Californians Head to Reno, NV to Satisfy Foie Gras Fix
Sun, surf, and perfect weather. What more could Californians want?
Foie gras, that’s what.
Ever since the controversial food, which translates to “fat liver” in French, was banned from California in July last year, chefs and foodies alike have been on the hunt for the delicacy.
And now the obsession with foie gras — fattened duck or goose liver, that is — has been taken to a completely new level.
As the Reno Gazette-Journal notes, foie gras aficionados now have no qualms about travelling to another state to get the banned food. For many, that means heading over to Reno, Nevada to get their fix of the fatty stuff. Foie gras is often created by force-feeding the bird to enlarge their liver. This process, known as gavage, is seen as cruel by many animal rights groups.
Already, about a dozen restaurants in the Reno area are offering up the delicacy. And it’s no surprise, since many restaurants know it could be a lucrative move for their businesses.
“Right after the ban, we saw a big resurgence of people coming from the Bay Area, and that sort of leveled off, but the holidays are in there, too.
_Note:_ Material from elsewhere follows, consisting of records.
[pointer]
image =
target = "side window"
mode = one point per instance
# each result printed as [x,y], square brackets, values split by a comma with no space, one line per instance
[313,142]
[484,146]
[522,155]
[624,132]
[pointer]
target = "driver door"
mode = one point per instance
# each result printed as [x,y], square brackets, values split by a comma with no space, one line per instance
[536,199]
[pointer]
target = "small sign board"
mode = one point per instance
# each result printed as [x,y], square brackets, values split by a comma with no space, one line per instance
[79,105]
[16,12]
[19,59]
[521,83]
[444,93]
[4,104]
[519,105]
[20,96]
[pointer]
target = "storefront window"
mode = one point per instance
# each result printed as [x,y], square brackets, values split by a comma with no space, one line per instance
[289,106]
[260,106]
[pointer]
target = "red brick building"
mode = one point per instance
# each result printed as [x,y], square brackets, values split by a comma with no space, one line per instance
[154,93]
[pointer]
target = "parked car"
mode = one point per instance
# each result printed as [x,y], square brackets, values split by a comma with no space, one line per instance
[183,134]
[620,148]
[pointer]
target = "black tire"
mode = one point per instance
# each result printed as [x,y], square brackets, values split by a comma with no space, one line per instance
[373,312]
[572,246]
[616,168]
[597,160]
People are very happy to come over here and have it,” Carol Wilson, a general manager at 4th St. Bistro, told the local newspaper.
Restauranteurs in California have been trying to sneak the highly coveted item onto the menu, with some success (many dub the foie gras “complimentary” in order to skirt the laws about selling the delicacy). But according to a CNBC report on the Nevada foie gras boom, it’s gotten harder to get away with serving the illegal food at home.
Reno: If you bring foie gras, we will come.